Available in paperback from Vintage. Read an interview with McEwan.
About the Novel: In a world not quite like this one, Margaret Thatcher battles Tony Benn for power and Alan Turing has achieved an astonishing breakthrough in artificial intelligence.
In an alternative 1980s London, Charlie, drifting through life and dodging full-time employment, is in love with Miranda, a bright student who lives with a terrible secret. When Charlie comes into money, he buys Adam, one of the first batch of synthetic humans. With Miranda’s assistance, he co-designs Adam’s personality.
This near-perfect human is beautiful, strong and clever – and soon a love triangle forms, which leads Charlie, Miranda and Adam to a profound moral dilemma. What makes us human? Our outward deeds or our inner lives? Could a machine truly understand the human heart?
Provocative and thrilling, Machines Like Me warns of the power to invent things beyond our control.
‘Funny, thought-provoking and politically acute… In this bravura performance, literary flair and cerebral sizzle winningly combine’ -- Sunday Times
The Cockroach is a novella in which the main character, Jim Sams, undergo a metamorphosis from an average nobody to the most powerful man in Britain when he wakes up to find himself the Prime Minister. Sams’ mission? To carry out the will of the people, no matter what - or whom - gets in his way.
Ian McEwan says: ‘As the nation tears itself apart, constitutional norms are set aside, parliament is closed down so that the government cannot be challenged at a crucial time and ministers lie about it shamelessly in the old Soviet style, and when many Brexiters in high places seem to crave the economic catastrophe of a no deal, and English national extremists are attacking the police in Parliament Square, a writer is bound to ask what he or she can do. There’s only one answer: write. The Cockroach is a political satire in an old tradition. Mockery might be a therapeutic response, though it’s hardly a solution. But a reckless, self-harming, ugly and alien spirit has entered the minds of certain politicians and newspaper proprietors. They lie to their supporters. They express contempt for judges and the rule and norms of law. They seem to want to achieve their ends by means of chaos. What’s got into them?

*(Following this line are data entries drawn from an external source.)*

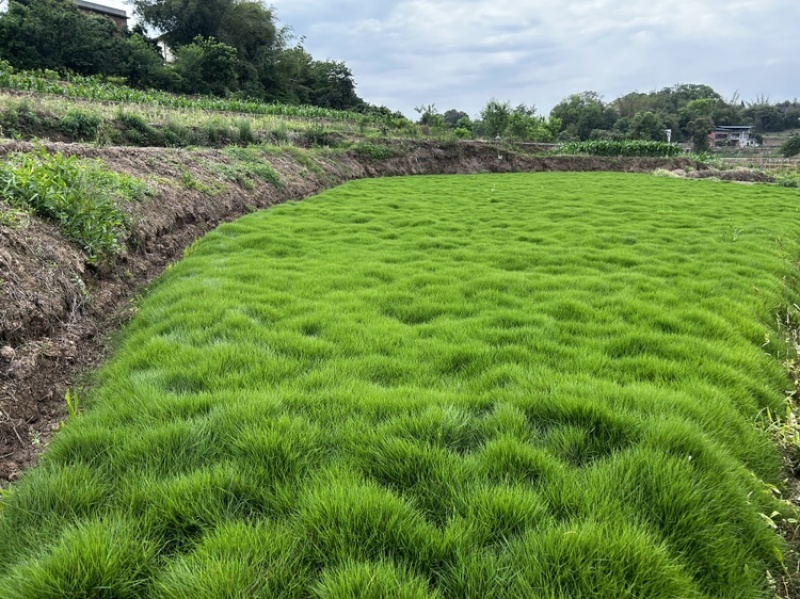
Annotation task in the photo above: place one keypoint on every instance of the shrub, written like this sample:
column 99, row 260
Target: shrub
column 78, row 124
column 791, row 147
column 81, row 196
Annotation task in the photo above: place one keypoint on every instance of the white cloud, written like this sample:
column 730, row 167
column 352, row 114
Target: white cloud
column 461, row 53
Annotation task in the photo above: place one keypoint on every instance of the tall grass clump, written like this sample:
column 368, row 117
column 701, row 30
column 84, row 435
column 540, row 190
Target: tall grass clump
column 550, row 385
column 83, row 197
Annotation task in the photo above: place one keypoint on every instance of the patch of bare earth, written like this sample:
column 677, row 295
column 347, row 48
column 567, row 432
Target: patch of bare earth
column 57, row 313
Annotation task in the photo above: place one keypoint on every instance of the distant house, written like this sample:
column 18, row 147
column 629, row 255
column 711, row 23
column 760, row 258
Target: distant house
column 119, row 16
column 733, row 135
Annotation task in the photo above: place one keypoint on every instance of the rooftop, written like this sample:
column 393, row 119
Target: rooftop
column 108, row 10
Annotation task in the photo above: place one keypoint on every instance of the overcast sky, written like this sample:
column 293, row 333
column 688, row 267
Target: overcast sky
column 461, row 53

A cockroach or two, I suspect.’
The Cockroach was published on 27 September 2019 by Jonathan Cape in the UK and later in the US and Canada.
Ian McEwan’s works have earned him worldwide critical acclaim. He won the Somerset Maugham Award in 1976 for his first collection of short stories First Love, Last Rites; the Whitbread Novel Award (1987) and the Prix Fémina Etranger (1993) for The Child in Time; and Germany's Shakespeare Prize in 1999. He has been shortlisted for the Man Booker Prize for Fiction numerous times, winning the award for Amsterdam in 1998. His novel Atonement received the WH Smith Literary Award (2002), National Book Critics' Circle Fiction Award (2003), Los Angeles Times Prize for Fiction (2003), and the Santiago Prize for the European Novel (2004). Atonement was also made into an Oscar-winning film.

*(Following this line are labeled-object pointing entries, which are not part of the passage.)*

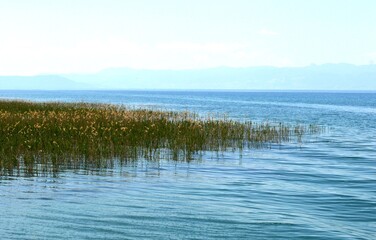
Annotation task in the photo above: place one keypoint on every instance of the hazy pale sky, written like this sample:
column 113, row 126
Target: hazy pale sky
column 69, row 36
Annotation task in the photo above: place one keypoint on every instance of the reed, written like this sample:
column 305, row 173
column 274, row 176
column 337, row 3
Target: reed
column 50, row 135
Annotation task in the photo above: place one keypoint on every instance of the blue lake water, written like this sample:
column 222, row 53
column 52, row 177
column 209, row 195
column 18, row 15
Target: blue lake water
column 324, row 188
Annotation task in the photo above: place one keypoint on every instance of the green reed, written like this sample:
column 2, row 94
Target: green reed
column 51, row 135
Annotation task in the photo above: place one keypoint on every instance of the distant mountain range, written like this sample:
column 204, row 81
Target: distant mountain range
column 314, row 77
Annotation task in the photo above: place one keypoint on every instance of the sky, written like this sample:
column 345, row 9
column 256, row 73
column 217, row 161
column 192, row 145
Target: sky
column 86, row 36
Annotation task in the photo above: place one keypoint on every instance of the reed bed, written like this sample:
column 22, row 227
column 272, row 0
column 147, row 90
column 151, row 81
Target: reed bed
column 48, row 136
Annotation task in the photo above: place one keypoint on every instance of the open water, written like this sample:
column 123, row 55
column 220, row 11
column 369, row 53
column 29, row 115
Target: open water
column 324, row 188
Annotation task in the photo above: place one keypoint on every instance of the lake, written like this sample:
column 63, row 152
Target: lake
column 324, row 188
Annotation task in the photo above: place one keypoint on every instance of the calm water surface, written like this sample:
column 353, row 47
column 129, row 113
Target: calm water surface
column 322, row 189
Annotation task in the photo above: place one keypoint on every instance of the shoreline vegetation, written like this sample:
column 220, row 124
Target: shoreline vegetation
column 50, row 136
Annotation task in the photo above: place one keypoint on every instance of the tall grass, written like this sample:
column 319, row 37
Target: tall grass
column 71, row 134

In 2006, Ian McEwan won the James Tait Black Memorial Prize for his novel Saturday and his novel On Chesil Beach was named Galaxy Book of the Year at the 2008 British Book Awards where McEwan was also named Reader's Digest Author of the Year. Solar won The Bollinger Everyman Wodehouse Prize for Comic Fiction in 2010 and Sweet Tooth won the Paddy Power Political Fiction Book of the Year award in 2012. Ian McEwan was awarded a CBE in 2000. In 2014 he was awarded the Bodleian Medal.